Collecting and Curating: Limerick City’s Art 1936 – 2014
Opening Reception Thursday 27 November at 6pm • Selected by Dr John Logan from Permanent Collection of LCGA
Visitors to the Limerick City Gallery often ask how its collection was formed and the present exhibition is an attempt to answer that. It originated in 1936 when a group of citizens started the Limerick Art Gallery Committee with the aim of building a collection that might one day find a permanent home in the city. It gained the support of the president of the Royal Hibernian Academy, Dermod O’Brien, who encouraged his peers to present a work, while private citizens gave many more. By 1948, when the room in which the present exhibition is held had been added to the Carnegie Library and Museum as a dedicated gallery, approximately 200 works had been acquired. Having achieved its goal, the Committee transferred its collection to the ownership of the city and it then disbanded.

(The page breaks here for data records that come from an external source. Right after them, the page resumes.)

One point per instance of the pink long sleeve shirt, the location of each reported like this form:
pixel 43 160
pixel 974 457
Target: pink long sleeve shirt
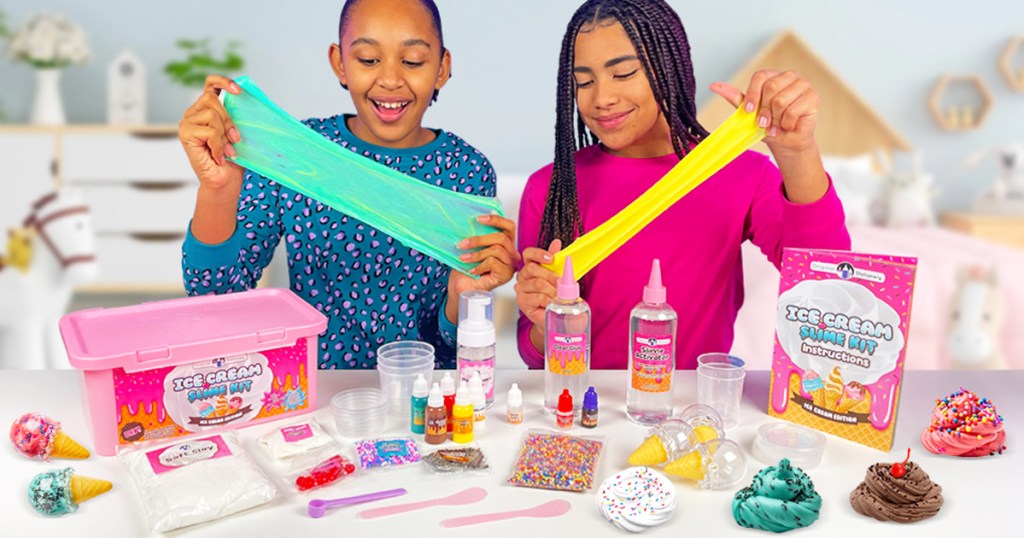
pixel 697 241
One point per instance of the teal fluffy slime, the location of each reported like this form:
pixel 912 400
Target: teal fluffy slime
pixel 779 499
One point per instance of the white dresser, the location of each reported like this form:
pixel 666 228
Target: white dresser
pixel 136 179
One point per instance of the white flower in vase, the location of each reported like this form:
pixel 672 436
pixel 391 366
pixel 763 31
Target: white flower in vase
pixel 48 43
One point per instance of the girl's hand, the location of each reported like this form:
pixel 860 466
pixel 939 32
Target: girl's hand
pixel 498 259
pixel 788 109
pixel 207 133
pixel 536 286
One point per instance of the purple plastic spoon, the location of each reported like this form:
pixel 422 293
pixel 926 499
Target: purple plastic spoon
pixel 317 507
pixel 463 497
pixel 548 509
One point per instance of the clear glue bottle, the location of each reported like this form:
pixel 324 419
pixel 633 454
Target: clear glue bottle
pixel 652 355
pixel 566 344
pixel 476 339
pixel 448 392
pixel 436 417
pixel 418 410
pixel 564 415
pixel 513 406
pixel 462 422
pixel 479 403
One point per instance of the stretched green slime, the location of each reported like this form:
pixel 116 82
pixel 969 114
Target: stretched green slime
pixel 421 216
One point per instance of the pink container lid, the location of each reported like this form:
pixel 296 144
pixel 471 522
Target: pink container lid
pixel 177 331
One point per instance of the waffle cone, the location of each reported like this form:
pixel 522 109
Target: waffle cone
pixel 832 399
pixel 650 453
pixel 705 433
pixel 84 488
pixel 65 447
pixel 688 466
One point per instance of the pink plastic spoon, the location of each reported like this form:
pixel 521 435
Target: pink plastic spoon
pixel 463 497
pixel 548 509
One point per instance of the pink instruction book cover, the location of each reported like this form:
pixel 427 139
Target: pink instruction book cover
pixel 841 332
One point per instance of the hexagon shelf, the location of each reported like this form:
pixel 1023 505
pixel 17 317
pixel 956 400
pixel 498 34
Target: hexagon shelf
pixel 1010 66
pixel 960 102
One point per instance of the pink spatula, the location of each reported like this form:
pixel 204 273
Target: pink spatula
pixel 463 497
pixel 548 509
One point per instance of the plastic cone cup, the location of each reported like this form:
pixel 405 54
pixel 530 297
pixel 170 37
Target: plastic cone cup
pixel 689 466
pixel 705 433
pixel 84 488
pixel 650 453
pixel 65 447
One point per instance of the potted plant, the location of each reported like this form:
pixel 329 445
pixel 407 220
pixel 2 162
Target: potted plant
pixel 48 43
pixel 201 61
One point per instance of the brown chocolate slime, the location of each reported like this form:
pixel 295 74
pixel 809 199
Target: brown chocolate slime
pixel 907 499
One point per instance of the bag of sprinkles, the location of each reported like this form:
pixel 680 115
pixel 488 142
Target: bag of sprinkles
pixel 375 454
pixel 457 461
pixel 556 461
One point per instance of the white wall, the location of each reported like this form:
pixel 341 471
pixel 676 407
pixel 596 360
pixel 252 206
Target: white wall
pixel 502 96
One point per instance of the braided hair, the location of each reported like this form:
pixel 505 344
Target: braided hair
pixel 429 5
pixel 658 37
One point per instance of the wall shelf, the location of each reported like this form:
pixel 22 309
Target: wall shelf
pixel 1012 69
pixel 963 112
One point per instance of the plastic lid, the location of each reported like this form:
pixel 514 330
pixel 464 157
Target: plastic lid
pixel 420 386
pixel 565 402
pixel 462 395
pixel 654 292
pixel 724 464
pixel 448 384
pixel 178 331
pixel 802 446
pixel 435 399
pixel 515 396
pixel 590 399
pixel 568 288
pixel 476 314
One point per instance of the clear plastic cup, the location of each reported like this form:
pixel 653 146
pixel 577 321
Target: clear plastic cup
pixel 359 412
pixel 720 385
pixel 397 384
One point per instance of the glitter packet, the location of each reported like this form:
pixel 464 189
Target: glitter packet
pixel 386 452
pixel 457 460
pixel 556 461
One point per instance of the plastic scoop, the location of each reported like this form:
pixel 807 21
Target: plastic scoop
pixel 317 507
pixel 463 497
pixel 734 136
pixel 423 216
pixel 548 509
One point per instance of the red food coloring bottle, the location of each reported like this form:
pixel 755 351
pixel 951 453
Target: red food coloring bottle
pixel 899 469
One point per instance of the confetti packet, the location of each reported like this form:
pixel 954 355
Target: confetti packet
pixel 457 460
pixel 556 461
pixel 374 454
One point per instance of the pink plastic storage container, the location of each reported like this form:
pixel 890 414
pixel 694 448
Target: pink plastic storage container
pixel 173 368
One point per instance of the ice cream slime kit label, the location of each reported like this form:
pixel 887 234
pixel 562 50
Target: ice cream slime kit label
pixel 841 342
pixel 173 368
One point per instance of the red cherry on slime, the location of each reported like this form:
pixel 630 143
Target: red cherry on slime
pixel 899 469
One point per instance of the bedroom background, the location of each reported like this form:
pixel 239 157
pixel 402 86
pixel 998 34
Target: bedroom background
pixel 942 93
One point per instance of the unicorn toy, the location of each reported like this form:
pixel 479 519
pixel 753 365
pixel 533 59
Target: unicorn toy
pixel 976 316
pixel 51 253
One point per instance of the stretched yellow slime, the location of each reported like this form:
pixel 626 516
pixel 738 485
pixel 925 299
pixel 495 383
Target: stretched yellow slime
pixel 733 137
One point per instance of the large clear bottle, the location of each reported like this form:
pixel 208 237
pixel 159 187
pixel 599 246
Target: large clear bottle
pixel 652 355
pixel 566 343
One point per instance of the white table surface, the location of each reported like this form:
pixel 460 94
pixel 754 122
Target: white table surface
pixel 980 493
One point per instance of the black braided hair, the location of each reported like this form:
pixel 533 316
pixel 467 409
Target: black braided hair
pixel 429 5
pixel 658 37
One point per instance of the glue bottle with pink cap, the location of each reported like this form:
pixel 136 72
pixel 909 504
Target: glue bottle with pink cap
pixel 566 347
pixel 652 354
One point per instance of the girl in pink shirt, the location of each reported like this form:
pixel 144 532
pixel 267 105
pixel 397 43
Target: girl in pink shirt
pixel 626 115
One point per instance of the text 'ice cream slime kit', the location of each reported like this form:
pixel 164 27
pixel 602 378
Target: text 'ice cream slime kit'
pixel 174 368
pixel 841 342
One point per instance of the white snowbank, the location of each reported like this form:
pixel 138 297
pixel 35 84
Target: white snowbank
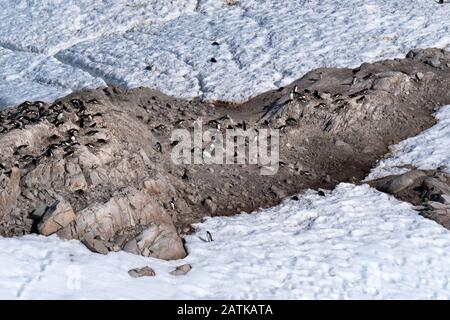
pixel 354 243
pixel 263 44
pixel 428 150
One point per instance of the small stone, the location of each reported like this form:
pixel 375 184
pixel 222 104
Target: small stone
pixel 59 215
pixel 210 205
pixel 434 62
pixel 181 270
pixel 142 272
pixel 96 245
pixel 278 192
pixel 437 205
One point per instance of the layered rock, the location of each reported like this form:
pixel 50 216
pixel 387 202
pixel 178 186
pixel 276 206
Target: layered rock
pixel 97 165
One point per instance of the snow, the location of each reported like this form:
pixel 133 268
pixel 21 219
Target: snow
pixel 353 243
pixel 263 44
pixel 428 150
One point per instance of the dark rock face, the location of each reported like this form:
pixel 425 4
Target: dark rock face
pixel 96 165
pixel 428 190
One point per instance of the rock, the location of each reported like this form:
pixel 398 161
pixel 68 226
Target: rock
pixel 95 245
pixel 38 213
pixel 59 215
pixel 392 82
pixel 158 242
pixel 434 62
pixel 9 191
pixel 398 183
pixel 432 186
pixel 142 272
pixel 181 270
pixel 211 206
pixel 437 205
pixel 278 192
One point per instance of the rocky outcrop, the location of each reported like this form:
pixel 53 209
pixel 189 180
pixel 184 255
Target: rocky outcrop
pixel 428 190
pixel 9 191
pixel 97 165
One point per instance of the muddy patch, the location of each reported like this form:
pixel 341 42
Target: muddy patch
pixel 97 165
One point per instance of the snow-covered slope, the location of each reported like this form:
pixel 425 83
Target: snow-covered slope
pixel 353 243
pixel 261 44
pixel 428 150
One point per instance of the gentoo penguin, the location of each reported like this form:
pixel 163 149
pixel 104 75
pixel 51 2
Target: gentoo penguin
pixel 209 237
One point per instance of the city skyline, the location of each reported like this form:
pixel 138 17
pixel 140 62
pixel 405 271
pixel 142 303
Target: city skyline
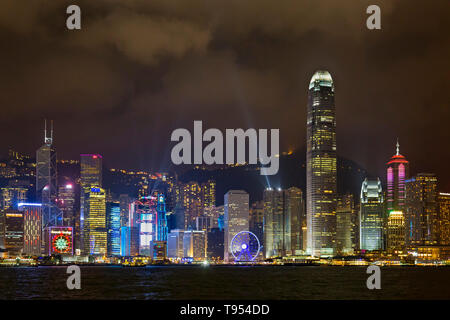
pixel 136 96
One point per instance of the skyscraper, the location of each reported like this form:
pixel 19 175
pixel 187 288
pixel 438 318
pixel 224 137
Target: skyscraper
pixel 444 218
pixel 32 228
pixel 371 215
pixel 397 174
pixel 194 244
pixel 12 196
pixel 95 232
pixel 236 216
pixel 90 176
pixel 283 220
pixel 321 193
pixel 396 231
pixel 256 221
pixel 208 193
pixel 66 203
pixel 13 232
pixel 175 244
pixel 113 227
pixel 345 212
pixel 46 181
pixel 294 218
pixel 91 170
pixel 421 212
pixel 273 200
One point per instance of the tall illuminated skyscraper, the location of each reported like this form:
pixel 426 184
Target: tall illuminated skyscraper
pixel 345 225
pixel 321 193
pixel 444 218
pixel 94 229
pixel 274 245
pixel 421 212
pixel 113 227
pixel 208 193
pixel 91 170
pixel 66 203
pixel 46 181
pixel 90 176
pixel 32 228
pixel 13 231
pixel 236 216
pixel 12 196
pixel 371 215
pixel 283 220
pixel 397 173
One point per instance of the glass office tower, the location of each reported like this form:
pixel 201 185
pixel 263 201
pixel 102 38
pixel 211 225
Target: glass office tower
pixel 321 193
pixel 371 215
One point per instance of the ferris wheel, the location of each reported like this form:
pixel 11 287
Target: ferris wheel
pixel 245 246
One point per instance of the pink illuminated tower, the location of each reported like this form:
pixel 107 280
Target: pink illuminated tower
pixel 397 173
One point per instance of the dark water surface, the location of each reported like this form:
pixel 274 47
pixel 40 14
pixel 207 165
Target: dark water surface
pixel 225 282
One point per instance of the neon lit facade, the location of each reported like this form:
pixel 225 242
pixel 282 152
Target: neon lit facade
pixel 371 215
pixel 148 214
pixel 236 216
pixel 32 227
pixel 113 225
pixel 90 176
pixel 95 234
pixel 396 231
pixel 397 173
pixel 60 240
pixel 46 181
pixel 321 189
pixel 421 214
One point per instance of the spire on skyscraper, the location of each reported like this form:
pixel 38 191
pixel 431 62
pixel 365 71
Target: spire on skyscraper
pixel 48 140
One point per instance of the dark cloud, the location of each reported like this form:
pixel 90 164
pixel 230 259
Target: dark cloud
pixel 139 69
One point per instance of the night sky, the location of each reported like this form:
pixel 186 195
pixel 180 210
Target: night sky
pixel 139 69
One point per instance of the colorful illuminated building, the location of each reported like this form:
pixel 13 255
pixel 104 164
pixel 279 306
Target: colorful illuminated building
pixel 46 181
pixel 396 231
pixel 345 225
pixel 283 220
pixel 321 189
pixel 175 244
pixel 94 231
pixel 236 218
pixel 90 176
pixel 91 170
pixel 60 240
pixel 66 203
pixel 13 231
pixel 125 241
pixel 371 215
pixel 12 196
pixel 32 228
pixel 113 227
pixel 444 218
pixel 194 245
pixel 215 244
pixel 208 193
pixel 148 214
pixel 422 209
pixel 397 173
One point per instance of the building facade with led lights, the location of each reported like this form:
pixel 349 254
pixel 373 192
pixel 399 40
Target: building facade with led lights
pixel 321 188
pixel 371 215
pixel 32 228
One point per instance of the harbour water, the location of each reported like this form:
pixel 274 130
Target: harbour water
pixel 225 282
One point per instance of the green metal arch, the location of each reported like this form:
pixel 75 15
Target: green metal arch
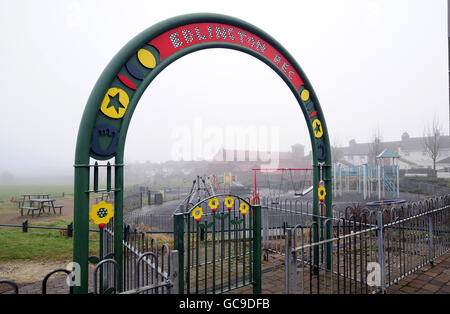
pixel 90 118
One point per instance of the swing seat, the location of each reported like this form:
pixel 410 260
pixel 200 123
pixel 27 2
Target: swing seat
pixel 304 192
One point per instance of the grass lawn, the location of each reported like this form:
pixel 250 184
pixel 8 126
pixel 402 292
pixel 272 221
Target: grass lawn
pixel 40 244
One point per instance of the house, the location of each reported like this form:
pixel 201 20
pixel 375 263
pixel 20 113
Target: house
pixel 410 149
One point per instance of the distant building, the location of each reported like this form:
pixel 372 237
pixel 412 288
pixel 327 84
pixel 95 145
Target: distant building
pixel 241 162
pixel 410 149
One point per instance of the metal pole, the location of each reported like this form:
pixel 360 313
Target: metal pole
pixel 178 241
pixel 174 273
pixel 118 221
pixel 256 249
pixel 381 253
pixel 81 225
pixel 287 260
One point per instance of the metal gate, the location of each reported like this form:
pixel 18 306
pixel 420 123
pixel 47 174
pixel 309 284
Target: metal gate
pixel 219 245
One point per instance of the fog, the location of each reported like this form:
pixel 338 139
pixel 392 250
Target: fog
pixel 373 64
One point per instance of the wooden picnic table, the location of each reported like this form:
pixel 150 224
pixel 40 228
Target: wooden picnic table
pixel 42 203
pixel 25 196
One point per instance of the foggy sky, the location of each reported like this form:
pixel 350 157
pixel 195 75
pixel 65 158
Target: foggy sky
pixel 373 64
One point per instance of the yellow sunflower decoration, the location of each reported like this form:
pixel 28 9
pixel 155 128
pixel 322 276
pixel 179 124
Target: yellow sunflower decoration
pixel 243 208
pixel 229 201
pixel 213 204
pixel 101 213
pixel 197 213
pixel 322 193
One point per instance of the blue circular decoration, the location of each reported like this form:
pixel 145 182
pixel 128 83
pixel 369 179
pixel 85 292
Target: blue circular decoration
pixel 134 70
pixel 104 130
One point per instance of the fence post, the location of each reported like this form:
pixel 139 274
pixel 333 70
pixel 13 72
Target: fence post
pixel 430 238
pixel 70 230
pixel 174 274
pixel 256 249
pixel 381 253
pixel 178 241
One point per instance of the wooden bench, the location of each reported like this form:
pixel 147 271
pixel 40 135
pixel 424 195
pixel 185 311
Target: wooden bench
pixel 54 207
pixel 28 208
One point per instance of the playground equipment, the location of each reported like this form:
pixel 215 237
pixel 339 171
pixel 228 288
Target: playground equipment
pixel 222 183
pixel 200 189
pixel 279 181
pixel 380 180
pixel 110 107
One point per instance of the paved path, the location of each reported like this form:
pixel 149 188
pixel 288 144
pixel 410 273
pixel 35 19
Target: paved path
pixel 427 280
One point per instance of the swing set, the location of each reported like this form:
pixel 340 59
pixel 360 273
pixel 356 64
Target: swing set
pixel 286 174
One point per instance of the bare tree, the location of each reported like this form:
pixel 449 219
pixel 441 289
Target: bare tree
pixel 432 140
pixel 375 146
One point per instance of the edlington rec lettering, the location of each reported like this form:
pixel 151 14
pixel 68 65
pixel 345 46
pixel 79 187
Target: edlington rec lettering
pixel 194 34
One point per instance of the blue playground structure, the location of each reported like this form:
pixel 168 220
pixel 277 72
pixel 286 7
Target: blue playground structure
pixel 380 179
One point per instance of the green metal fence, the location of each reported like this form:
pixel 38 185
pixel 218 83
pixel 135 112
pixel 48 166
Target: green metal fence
pixel 219 240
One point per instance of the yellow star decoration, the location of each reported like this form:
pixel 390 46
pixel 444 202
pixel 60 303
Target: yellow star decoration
pixel 243 208
pixel 229 201
pixel 322 193
pixel 317 128
pixel 197 213
pixel 101 213
pixel 305 95
pixel 123 99
pixel 213 203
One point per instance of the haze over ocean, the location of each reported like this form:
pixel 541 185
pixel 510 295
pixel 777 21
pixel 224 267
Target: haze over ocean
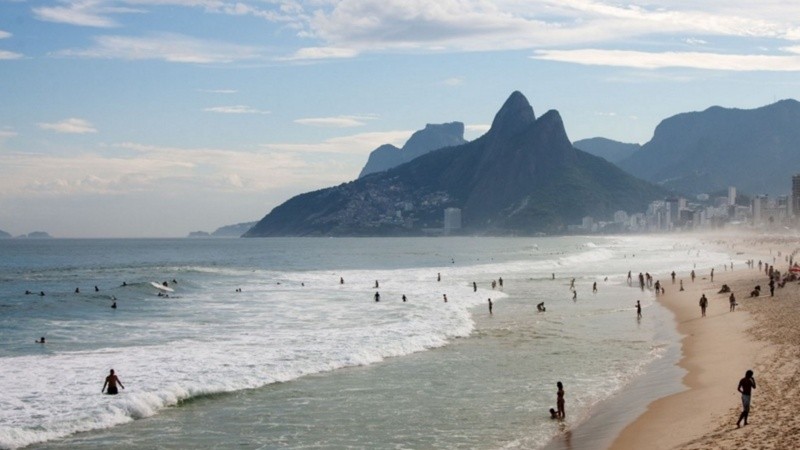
pixel 297 359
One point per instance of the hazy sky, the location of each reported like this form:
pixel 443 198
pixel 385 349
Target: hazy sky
pixel 138 118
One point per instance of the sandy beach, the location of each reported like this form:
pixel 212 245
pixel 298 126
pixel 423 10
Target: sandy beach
pixel 762 334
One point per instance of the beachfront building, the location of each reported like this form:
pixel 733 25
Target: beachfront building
pixel 452 220
pixel 796 194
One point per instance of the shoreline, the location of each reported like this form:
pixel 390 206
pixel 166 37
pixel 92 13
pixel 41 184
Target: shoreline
pixel 716 351
pixel 762 334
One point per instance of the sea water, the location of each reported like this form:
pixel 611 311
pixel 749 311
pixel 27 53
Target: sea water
pixel 260 345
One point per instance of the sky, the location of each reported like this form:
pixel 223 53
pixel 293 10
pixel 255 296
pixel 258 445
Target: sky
pixel 155 118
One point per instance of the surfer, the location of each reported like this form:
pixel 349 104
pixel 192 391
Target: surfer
pixel 111 382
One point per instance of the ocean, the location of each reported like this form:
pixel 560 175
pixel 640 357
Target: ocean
pixel 261 346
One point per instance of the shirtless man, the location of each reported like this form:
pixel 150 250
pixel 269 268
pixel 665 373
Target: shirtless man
pixel 561 413
pixel 111 382
pixel 746 385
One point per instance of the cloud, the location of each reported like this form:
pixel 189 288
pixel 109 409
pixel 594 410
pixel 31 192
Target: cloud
pixel 85 13
pixel 312 53
pixel 357 144
pixel 694 60
pixel 336 122
pixel 453 81
pixel 219 91
pixel 7 134
pixel 235 109
pixel 70 126
pixel 479 25
pixel 5 54
pixel 168 47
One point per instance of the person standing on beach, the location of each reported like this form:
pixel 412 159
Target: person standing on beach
pixel 703 304
pixel 111 382
pixel 560 410
pixel 746 385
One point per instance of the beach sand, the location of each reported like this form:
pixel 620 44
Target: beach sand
pixel 763 334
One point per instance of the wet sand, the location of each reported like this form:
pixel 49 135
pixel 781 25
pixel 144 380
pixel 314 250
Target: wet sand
pixel 762 334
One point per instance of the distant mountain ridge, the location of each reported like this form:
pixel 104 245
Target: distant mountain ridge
pixel 432 137
pixel 523 176
pixel 756 150
pixel 612 151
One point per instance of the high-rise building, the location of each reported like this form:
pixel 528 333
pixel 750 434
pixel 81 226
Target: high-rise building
pixel 452 220
pixel 796 194
pixel 731 195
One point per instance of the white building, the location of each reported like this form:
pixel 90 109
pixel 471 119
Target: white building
pixel 452 220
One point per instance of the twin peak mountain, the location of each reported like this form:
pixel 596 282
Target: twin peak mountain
pixel 522 177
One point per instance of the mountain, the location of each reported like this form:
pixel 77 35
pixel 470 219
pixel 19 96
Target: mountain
pixel 432 137
pixel 756 150
pixel 611 151
pixel 233 230
pixel 523 176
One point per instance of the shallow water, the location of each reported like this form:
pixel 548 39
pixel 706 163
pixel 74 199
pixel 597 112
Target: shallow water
pixel 298 360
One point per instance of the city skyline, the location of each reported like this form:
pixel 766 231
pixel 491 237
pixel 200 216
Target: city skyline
pixel 142 118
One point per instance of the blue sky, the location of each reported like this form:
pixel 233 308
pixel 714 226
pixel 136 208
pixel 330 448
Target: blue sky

In the years that followed works were added through gifts and bequests and, increasingly, from cultural foundations such as the Irish Hospitals Trust, the Thomas Haverty Trust, the Friends of the National Collections, and the Arts Council. Since 1977 the Gallery has provided a space for EVA, the city’s principal contemporary exhibition, thereby providing a stimulus for further significant acquisitions. A major boost came in 1987 when a voluntary group, Limerick Contemporary Art, donated over one hundred drawings to form the basis of the National Contemporary Drawing Collection. The largest single bequest came in 1987 with almost 2,000 examples of the art of the poster, assembled by Michael O’Connor, a Listowel businessman.
From its foundation the Gallery had functioned without a director, its policies determined by an advisory committee appointed by Limerick Corporation. In 1984 the Arts Council offered to increase its financial support if the Gallery were extended and a full-time director appointed. Thus the appointment of Paul O’Reilly as director in 1985 marked a significant break with the past. During his fifteen-year tenure a conservation programme commenced and the capacity of the Gallery to acquire new work increased significantly. Those policies were developed further by his successors; Mike Fitzpatrick (2001), Pippa Little (2009), Marion Lovett (2010) and Helen Carey (2012).